Introduction

Qu’arrive-t-il aux Marilyn Monroe qui restent en vie ?
Everett C Hughes, Le regard sociologique (p.180)

Une tache blanche sur la carte

Pour mieux connaître une profession, il est possible d’analyser ses missions et ses fonctions, par exemple en étudiant ses liens avec la société considérée globalement ou en retraçant son évolution historique. On peut également étudier un métier en s’intéressant aux pratiques professionnelles qu’il engage, par la confrontation du “référentiel de métier” officiel avec les activités concrètement mises en œuvre. Une autre approche consiste à s’intéresser au groupe professionnel et aux individus qui le composent (c'est-à-dire ceux qui l’ont "choisi" et qui ont été choisis) afin d’analyser leurs profils sociologiques, leurs trajectoires d’accès au métier ainsi que les systèmes de valeurs et les normes sociales qu’ils partagent. Notre démarche s’inscrit dans cette dernière perspective, mais, plutôt que de considérer le groupe professionnel dans son ensemble, elle s’attache à un sous-groupe afin de resserrer le champ d’analyse. Ce type de démarche s’intéresse souvent aux nouveaux entrants dans la profession, ce qui permet d’analyser le groupe professionnel en détaillant les trajectoires d’accès. Notre approche examine les évolutions et les départs professionnels et s’attache à analyser l’enseignement du premier degré en s’intéressant aux individus qui le quittent en cours de carrière.

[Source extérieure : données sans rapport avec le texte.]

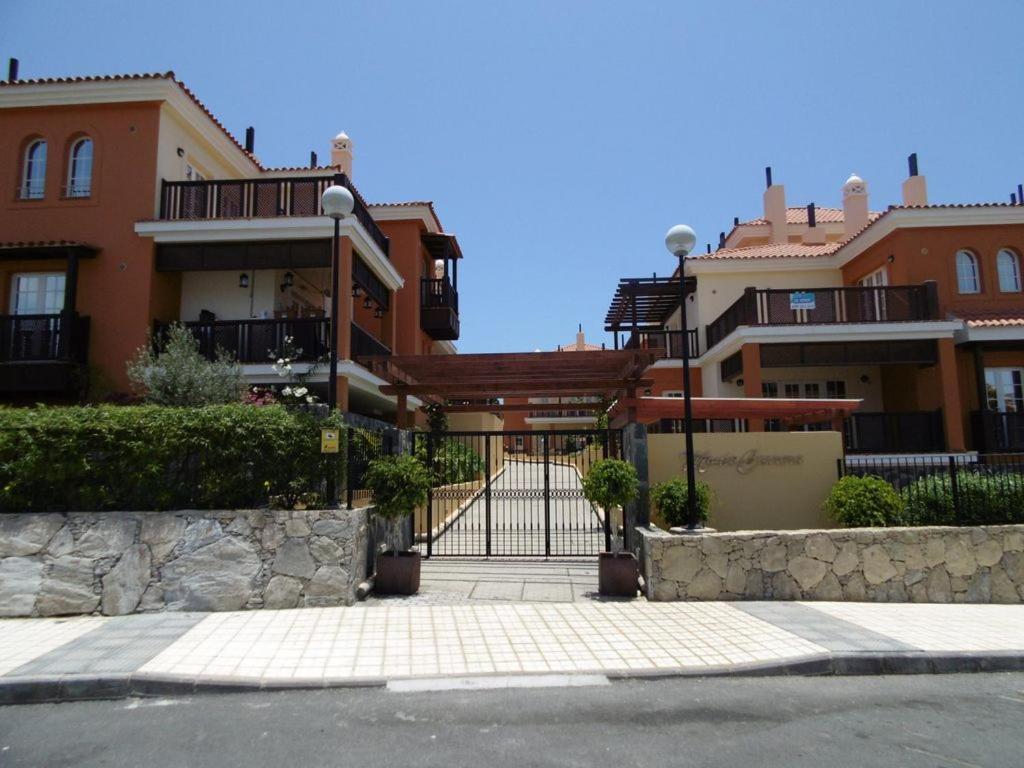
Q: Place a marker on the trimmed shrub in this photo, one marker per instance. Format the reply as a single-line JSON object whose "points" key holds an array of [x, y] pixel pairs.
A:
{"points": [[610, 482], [864, 502], [670, 498], [151, 457], [985, 499]]}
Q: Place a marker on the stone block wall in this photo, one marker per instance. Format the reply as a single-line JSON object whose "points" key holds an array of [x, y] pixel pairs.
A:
{"points": [[124, 562], [928, 564]]}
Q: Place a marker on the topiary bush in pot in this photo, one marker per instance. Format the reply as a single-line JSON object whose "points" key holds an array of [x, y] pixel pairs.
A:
{"points": [[611, 483], [864, 502], [398, 484], [670, 498]]}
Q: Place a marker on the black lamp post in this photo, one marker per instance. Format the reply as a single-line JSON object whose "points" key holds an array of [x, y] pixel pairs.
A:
{"points": [[337, 203], [680, 241]]}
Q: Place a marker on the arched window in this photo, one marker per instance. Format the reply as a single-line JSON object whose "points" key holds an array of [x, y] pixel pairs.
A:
{"points": [[80, 169], [968, 279], [1010, 271], [34, 171]]}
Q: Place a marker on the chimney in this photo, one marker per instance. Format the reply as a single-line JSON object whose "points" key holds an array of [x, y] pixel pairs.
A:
{"points": [[915, 187], [815, 235], [774, 200], [341, 154], [854, 205]]}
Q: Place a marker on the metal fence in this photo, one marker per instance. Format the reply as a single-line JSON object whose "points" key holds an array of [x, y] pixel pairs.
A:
{"points": [[954, 489]]}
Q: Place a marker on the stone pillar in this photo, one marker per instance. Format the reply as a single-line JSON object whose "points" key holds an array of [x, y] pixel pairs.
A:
{"points": [[952, 413], [636, 512], [752, 380]]}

Puisque la mobilité professionnelle en cours de carrière des enseignants du premier degré n’a –jusqu'à plus ample informé– fait l’objet d'aucune étude spécifique, elle constitue en quelque sorte une tache blanche sur la carte. Notre premier objectif est donc de dresser l’état du champ, en examinant les caractéristiques de l’objet empirique de notre recherche. Dans ce premier mouvement, il s’agit de savoir qui sont les "bifurcateurs", et d’examiner pourquoi et comment ils quittent la classe. Cela permet de voir s’il existe des conditions particulières pouvant prédisposer des enseignants du premier degré à quitter la classe, et de détailler les cheminements biographiques qui conduisent certains à le faire.

Par ailleurs, s’interroger sur les profils des "bifurcateurs" et sur les modalités des départs permet –et impose– d’examiner d’un œil nouveau le groupe professionnel d’origine. Au-delà de l’étude des spécificités d’un objet empirique, débouchant sur la connaissance d’une réalité sociale mal connue, notre travail est sous-tendu par un objet sociologique qui concerne l’enseignement du premier degré comme instance de socialisation professionnelle. Premièrement, chercher à comprendre pourquoi on quitte un métier en cours de carrière conduit à (ré)interroger les raisons pour lesquelles on le choisit, et celles qui font que l’on y reste. Deuxièmement, l’analyse des modalités de départ depuis un groupe professionnel permet de reconsidérer sa position relative parmi d’autres professions, ainsi que les compétences et les ressources professionnelles de ses membres.

Étudier les évolutions de carrière en général et les bifurcations en particulier, quoi de plus habituel, finalement, pour qui s’intéresse à un groupe professionnel ? Cela constitue simplement un angle d’attaque permettant d’examiner les phénomènes de socialisation professionnelle selon un axe d’analyse mieux spécifié. Et pourtant, appliquer cette démarche à l’enseignement du premier degré ne se réduit pas à un simple choix méthodologique. S’engager dans cette voie va à l’encontre d’évidences sociales solidement ancrées.